For you nerds out there, here’s a bit about the XP-1’s hydrogen (H2) fuel cell technology: a proton exchange membrane (PEM) cell takes in atmospheric oxygen (O2, obviously) and H2 that’s been sequestered in the eco-hypercar’s two titanium-reinforced carbon-fiber tanks. Through a silly-complex catalyzation process, the O2 and H2 mingle. The result? Electricity and deionized water vapor. That electricity is then siphoned through the carbon fiber system into ultracapacitor storage and then disseminated to all four high-efficiency magnet electric motors – that’s one motor per wheel. The water vapor exits through the XP-1’s showy double-barrel exhaust stacks.

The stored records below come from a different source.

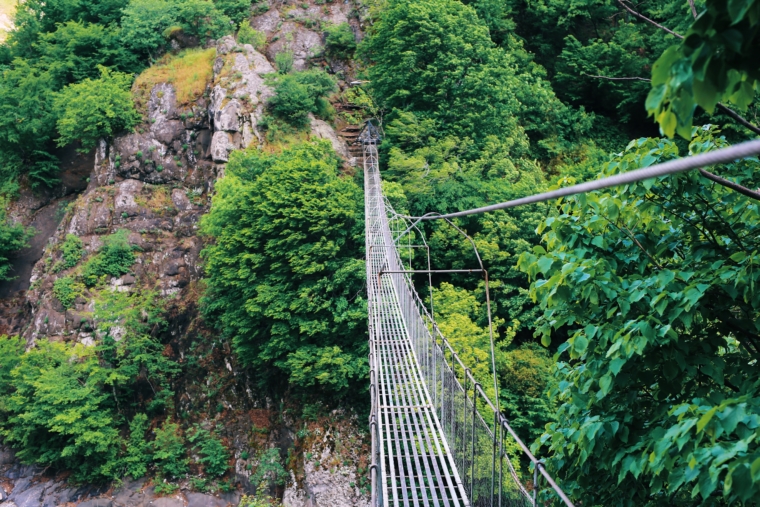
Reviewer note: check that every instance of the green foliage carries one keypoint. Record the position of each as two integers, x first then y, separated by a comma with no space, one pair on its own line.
169,451
237,10
269,471
214,455
657,291
146,23
73,52
138,453
284,62
129,323
72,250
27,124
525,381
11,349
436,58
114,258
285,268
13,237
340,41
95,109
166,488
247,35
60,415
297,95
716,61
67,290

The carbon fiber storage system, courtesy of NASA engineering, means that batteries – a significant drawback of electric vehicles – need not apply. Lack of battery is one secret behind the car’s ultralight, 1,000-mile per charge drive range. And apart from saving weight, hydrogen systems are far less toxic to produce/recycle and far more temperature tolerant than EV batteries.
A New Titan of Industry
Kafantaris has stated that the oversexed, superpowerful XP-1 isn’t so much a flagship vehicle; it’s an educational testament to hydrogen power. The Hyperion trifecta’s mission is to bring high-quality, affordable hydrogen energy to the American public. What better way to get our attention than with a vehicle that screams sex, power, and eco-friendliness? And what better excuse to build hydrogen fuel stations across the US? Clever.
Hyperion’s XP-1 hits the pavement in early 2022, with a limited release of just 300 models. In the meantime, keep your ear to the ground for Hyperion Energy – our ostensible beacon to a hydrogen-powered future.